Strona:Eliza Orzeszkowa - Pierwotni.djvu/59

Ta strona została uwierzytelniona.
— 51 — 

— Ja także, Żiulietko! Śród obcego, zimnego świata marzyłam o spotkaniu z towarzyszką lat moich dziecinnych...
— Nie zapomniałaś więc! o ty... dobra! Na wielkim świecie, pośród którego żyjesz, zapomniéć tak łatwo o nas... biednych...
— O! ja nie zapominam nigdy!... moja córka, Żiulietko!
— O! śliczny aniołek! mam nadzieję.. że będziesz pani kochać... choć trochę... dawną przyjaciółkę swéj matki!
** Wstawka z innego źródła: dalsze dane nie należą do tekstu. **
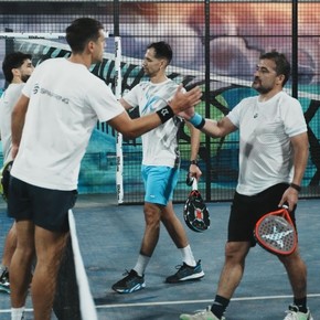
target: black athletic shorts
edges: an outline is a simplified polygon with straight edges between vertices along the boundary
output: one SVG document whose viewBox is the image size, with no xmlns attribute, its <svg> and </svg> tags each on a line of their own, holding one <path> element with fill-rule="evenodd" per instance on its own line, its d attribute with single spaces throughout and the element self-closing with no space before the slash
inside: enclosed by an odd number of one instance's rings
<svg viewBox="0 0 320 320">
<path fill-rule="evenodd" d="M 250 242 L 252 246 L 255 246 L 254 228 L 257 221 L 264 214 L 279 210 L 278 203 L 288 186 L 287 183 L 279 183 L 249 196 L 235 192 L 231 206 L 227 241 Z M 295 210 L 290 212 L 290 216 L 296 225 Z"/>
<path fill-rule="evenodd" d="M 49 231 L 67 232 L 67 212 L 74 206 L 76 198 L 76 190 L 40 188 L 11 177 L 8 214 L 17 221 L 31 220 Z"/>
</svg>

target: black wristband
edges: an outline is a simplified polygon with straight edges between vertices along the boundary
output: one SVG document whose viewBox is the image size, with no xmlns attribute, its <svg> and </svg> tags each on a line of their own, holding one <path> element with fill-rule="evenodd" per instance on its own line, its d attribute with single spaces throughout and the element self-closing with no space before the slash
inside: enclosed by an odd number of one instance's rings
<svg viewBox="0 0 320 320">
<path fill-rule="evenodd" d="M 174 116 L 173 110 L 169 105 L 158 110 L 157 115 L 159 116 L 162 124 L 164 124 Z"/>
<path fill-rule="evenodd" d="M 201 122 L 198 126 L 194 126 L 194 127 L 200 130 L 200 129 L 202 129 L 204 127 L 204 125 L 205 125 L 205 119 L 202 118 Z"/>
<path fill-rule="evenodd" d="M 292 189 L 297 190 L 298 192 L 301 191 L 301 186 L 298 185 L 298 184 L 296 184 L 296 183 L 290 183 L 290 186 L 291 186 Z"/>
</svg>

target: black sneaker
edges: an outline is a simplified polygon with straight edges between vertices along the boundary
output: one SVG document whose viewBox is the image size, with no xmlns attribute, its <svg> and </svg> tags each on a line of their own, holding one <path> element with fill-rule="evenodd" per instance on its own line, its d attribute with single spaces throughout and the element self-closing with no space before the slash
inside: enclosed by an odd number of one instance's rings
<svg viewBox="0 0 320 320">
<path fill-rule="evenodd" d="M 10 294 L 10 282 L 8 269 L 3 270 L 0 275 L 0 291 Z"/>
<path fill-rule="evenodd" d="M 201 260 L 196 263 L 195 267 L 190 267 L 185 263 L 183 263 L 182 266 L 177 266 L 175 268 L 179 269 L 178 273 L 168 277 L 166 279 L 167 284 L 177 284 L 180 281 L 196 280 L 204 276 L 204 273 L 201 267 Z"/>
<path fill-rule="evenodd" d="M 119 294 L 131 294 L 141 290 L 146 287 L 145 277 L 138 276 L 138 274 L 132 269 L 124 279 L 119 280 L 113 285 L 113 289 Z"/>
</svg>

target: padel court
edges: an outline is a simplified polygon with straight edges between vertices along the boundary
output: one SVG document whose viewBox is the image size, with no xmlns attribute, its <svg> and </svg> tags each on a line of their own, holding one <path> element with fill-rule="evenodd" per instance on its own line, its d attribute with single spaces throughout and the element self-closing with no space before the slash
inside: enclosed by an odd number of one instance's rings
<svg viewBox="0 0 320 320">
<path fill-rule="evenodd" d="M 0 207 L 0 241 L 3 243 L 11 222 L 6 216 L 4 203 L 1 202 Z M 79 195 L 73 212 L 98 319 L 174 320 L 182 312 L 191 313 L 212 303 L 224 262 L 230 202 L 207 203 L 207 207 L 211 227 L 204 233 L 186 228 L 195 259 L 202 260 L 204 278 L 178 285 L 164 284 L 166 277 L 177 271 L 174 267 L 181 264 L 181 257 L 162 227 L 145 275 L 146 288 L 119 295 L 111 290 L 111 285 L 136 264 L 143 233 L 142 206 L 118 205 L 116 199 L 107 195 Z M 320 319 L 319 207 L 320 200 L 300 200 L 297 210 L 299 244 L 308 266 L 308 305 L 314 320 Z M 174 209 L 184 224 L 183 205 L 175 204 Z M 227 320 L 280 320 L 291 300 L 282 265 L 274 255 L 256 246 L 248 254 L 242 284 L 225 316 Z M 30 310 L 26 320 L 31 320 L 30 297 L 26 307 Z M 0 292 L 0 320 L 9 320 L 10 298 L 4 292 Z"/>
</svg>

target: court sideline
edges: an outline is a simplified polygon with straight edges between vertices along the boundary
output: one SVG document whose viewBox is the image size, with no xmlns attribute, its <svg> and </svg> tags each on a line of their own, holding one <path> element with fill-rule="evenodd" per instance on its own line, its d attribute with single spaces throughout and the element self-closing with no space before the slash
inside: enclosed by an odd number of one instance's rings
<svg viewBox="0 0 320 320">
<path fill-rule="evenodd" d="M 74 215 L 92 294 L 100 320 L 174 320 L 181 312 L 193 312 L 211 305 L 224 260 L 224 243 L 230 203 L 209 203 L 211 228 L 204 233 L 188 230 L 196 259 L 205 277 L 194 282 L 164 284 L 181 264 L 180 254 L 161 228 L 159 244 L 146 271 L 146 289 L 119 295 L 110 287 L 137 259 L 143 232 L 141 205 L 117 205 L 114 196 L 81 195 Z M 309 307 L 320 320 L 320 200 L 300 200 L 297 223 L 301 255 L 309 274 Z M 10 221 L 1 203 L 1 252 L 3 232 Z M 181 220 L 182 204 L 174 209 Z M 184 222 L 183 222 L 184 223 Z M 0 292 L 0 320 L 10 319 L 9 296 Z M 277 320 L 285 318 L 291 302 L 286 273 L 277 258 L 256 246 L 250 250 L 243 281 L 227 309 L 227 320 Z M 30 299 L 28 307 L 30 308 Z M 31 320 L 30 312 L 26 320 Z M 85 319 L 89 320 L 89 319 Z"/>
</svg>

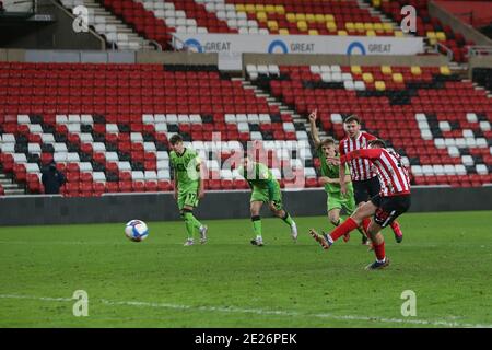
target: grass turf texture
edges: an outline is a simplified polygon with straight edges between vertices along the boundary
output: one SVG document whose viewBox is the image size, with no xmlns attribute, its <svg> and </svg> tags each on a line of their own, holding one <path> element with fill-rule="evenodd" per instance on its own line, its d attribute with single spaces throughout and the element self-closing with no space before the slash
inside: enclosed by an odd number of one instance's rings
<svg viewBox="0 0 492 350">
<path fill-rule="evenodd" d="M 131 219 L 131 218 L 129 218 Z M 143 219 L 143 218 L 142 218 Z M 491 212 L 406 214 L 386 270 L 352 232 L 324 252 L 307 234 L 326 218 L 296 218 L 300 238 L 263 220 L 207 221 L 209 243 L 183 247 L 183 222 L 148 222 L 132 243 L 124 223 L 0 229 L 0 327 L 449 327 L 492 325 Z M 197 240 L 198 241 L 198 240 Z M 75 290 L 89 316 L 74 317 Z M 402 291 L 417 316 L 400 313 Z"/>
</svg>

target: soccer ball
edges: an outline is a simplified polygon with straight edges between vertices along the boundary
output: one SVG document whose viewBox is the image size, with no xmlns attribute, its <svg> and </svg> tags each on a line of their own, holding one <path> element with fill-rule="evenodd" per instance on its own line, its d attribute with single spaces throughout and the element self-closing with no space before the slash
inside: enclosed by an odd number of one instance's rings
<svg viewBox="0 0 492 350">
<path fill-rule="evenodd" d="M 131 220 L 125 226 L 125 235 L 133 242 L 141 242 L 149 235 L 149 229 L 142 220 Z"/>
</svg>

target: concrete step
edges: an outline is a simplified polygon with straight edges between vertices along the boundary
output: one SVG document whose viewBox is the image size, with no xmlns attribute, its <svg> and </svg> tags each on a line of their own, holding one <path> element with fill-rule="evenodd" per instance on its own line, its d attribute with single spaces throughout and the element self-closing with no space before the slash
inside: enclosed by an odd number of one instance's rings
<svg viewBox="0 0 492 350">
<path fill-rule="evenodd" d="M 19 185 L 17 184 L 2 184 L 3 189 L 17 189 Z"/>
<path fill-rule="evenodd" d="M 5 189 L 4 192 L 5 196 L 25 195 L 23 189 Z"/>
</svg>

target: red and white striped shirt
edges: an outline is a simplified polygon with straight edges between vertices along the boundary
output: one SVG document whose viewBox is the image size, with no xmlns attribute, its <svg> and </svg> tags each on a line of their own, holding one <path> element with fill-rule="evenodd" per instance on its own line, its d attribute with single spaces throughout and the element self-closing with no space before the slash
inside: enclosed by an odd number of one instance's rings
<svg viewBox="0 0 492 350">
<path fill-rule="evenodd" d="M 380 183 L 382 197 L 410 194 L 408 171 L 396 152 L 385 149 L 358 150 L 341 156 L 340 162 L 350 162 L 354 159 L 368 160 L 374 165 Z"/>
<path fill-rule="evenodd" d="M 361 131 L 359 133 L 359 137 L 356 137 L 355 139 L 345 137 L 340 141 L 340 155 L 344 155 L 356 150 L 366 149 L 368 141 L 375 139 L 377 139 L 375 136 L 365 131 Z M 349 168 L 352 180 L 354 182 L 362 182 L 373 178 L 377 175 L 373 171 L 373 167 L 371 166 L 371 162 L 368 160 L 352 160 L 349 162 Z"/>
</svg>

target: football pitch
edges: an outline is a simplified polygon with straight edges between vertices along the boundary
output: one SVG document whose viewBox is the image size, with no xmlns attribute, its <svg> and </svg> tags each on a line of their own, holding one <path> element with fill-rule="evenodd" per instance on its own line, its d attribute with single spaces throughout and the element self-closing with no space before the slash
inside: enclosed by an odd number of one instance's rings
<svg viewBox="0 0 492 350">
<path fill-rule="evenodd" d="M 377 271 L 358 232 L 324 252 L 307 230 L 327 219 L 295 220 L 297 243 L 263 219 L 263 247 L 247 218 L 203 221 L 191 247 L 180 221 L 148 222 L 142 243 L 124 223 L 0 228 L 0 327 L 492 327 L 492 211 L 405 214 Z"/>
</svg>

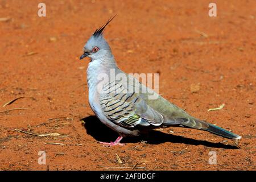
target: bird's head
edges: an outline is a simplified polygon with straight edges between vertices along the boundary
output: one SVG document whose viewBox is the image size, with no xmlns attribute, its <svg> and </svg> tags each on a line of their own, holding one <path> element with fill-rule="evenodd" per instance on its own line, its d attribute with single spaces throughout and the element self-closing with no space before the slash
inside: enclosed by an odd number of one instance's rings
<svg viewBox="0 0 256 182">
<path fill-rule="evenodd" d="M 89 57 L 93 60 L 112 56 L 110 47 L 102 34 L 104 28 L 115 16 L 95 31 L 84 46 L 84 53 L 80 56 L 80 60 L 85 57 Z"/>
</svg>

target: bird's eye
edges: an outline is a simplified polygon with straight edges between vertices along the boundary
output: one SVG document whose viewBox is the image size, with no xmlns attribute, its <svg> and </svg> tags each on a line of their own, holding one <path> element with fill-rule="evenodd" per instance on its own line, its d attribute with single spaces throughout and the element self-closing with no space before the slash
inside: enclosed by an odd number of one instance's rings
<svg viewBox="0 0 256 182">
<path fill-rule="evenodd" d="M 98 51 L 100 49 L 98 48 L 98 47 L 93 47 L 92 52 L 96 52 L 97 51 Z"/>
</svg>

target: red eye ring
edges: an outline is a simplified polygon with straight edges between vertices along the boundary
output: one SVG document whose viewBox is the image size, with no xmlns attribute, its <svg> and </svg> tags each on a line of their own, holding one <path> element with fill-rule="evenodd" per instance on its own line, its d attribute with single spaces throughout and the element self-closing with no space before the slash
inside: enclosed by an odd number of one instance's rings
<svg viewBox="0 0 256 182">
<path fill-rule="evenodd" d="M 96 46 L 93 48 L 92 52 L 95 53 L 95 52 L 97 52 L 98 50 L 100 50 L 99 48 L 98 47 Z"/>
</svg>

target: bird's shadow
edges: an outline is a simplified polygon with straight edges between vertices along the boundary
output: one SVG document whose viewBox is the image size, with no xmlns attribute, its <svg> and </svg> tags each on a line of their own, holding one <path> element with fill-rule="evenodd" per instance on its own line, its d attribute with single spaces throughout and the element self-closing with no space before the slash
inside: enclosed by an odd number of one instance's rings
<svg viewBox="0 0 256 182">
<path fill-rule="evenodd" d="M 93 136 L 96 140 L 105 142 L 114 141 L 118 134 L 104 125 L 95 115 L 84 118 L 84 127 L 88 135 Z M 145 138 L 146 137 L 146 138 Z M 166 134 L 159 131 L 152 130 L 147 136 L 139 137 L 128 137 L 122 140 L 122 143 L 137 143 L 142 140 L 146 140 L 147 143 L 157 144 L 164 142 L 184 143 L 195 146 L 203 145 L 208 147 L 224 148 L 226 149 L 238 149 L 236 146 L 225 145 L 221 143 L 212 143 L 205 140 L 199 140 L 192 138 Z"/>
</svg>

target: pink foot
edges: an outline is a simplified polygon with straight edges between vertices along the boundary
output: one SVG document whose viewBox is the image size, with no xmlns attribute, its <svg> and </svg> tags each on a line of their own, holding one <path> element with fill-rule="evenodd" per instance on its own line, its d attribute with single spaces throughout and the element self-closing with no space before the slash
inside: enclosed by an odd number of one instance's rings
<svg viewBox="0 0 256 182">
<path fill-rule="evenodd" d="M 124 144 L 120 143 L 120 141 L 123 139 L 122 136 L 118 136 L 117 139 L 114 141 L 114 142 L 111 142 L 110 143 L 108 142 L 100 142 L 100 143 L 103 144 L 104 147 L 111 147 L 111 146 L 124 146 Z"/>
</svg>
Mąż mój, Izo! Czy poznała-byś go? postarzał...
— Kto raz znajdował się pod gościnnym dachem kochanego pana Aloizego...
— O! pani dobrodziejko! mam nadzieję, że i teraz będę mógł powitać panią pod dachem moim, który pani gościnnym nazywać raczysz... Wielka to dla mnie chluba!...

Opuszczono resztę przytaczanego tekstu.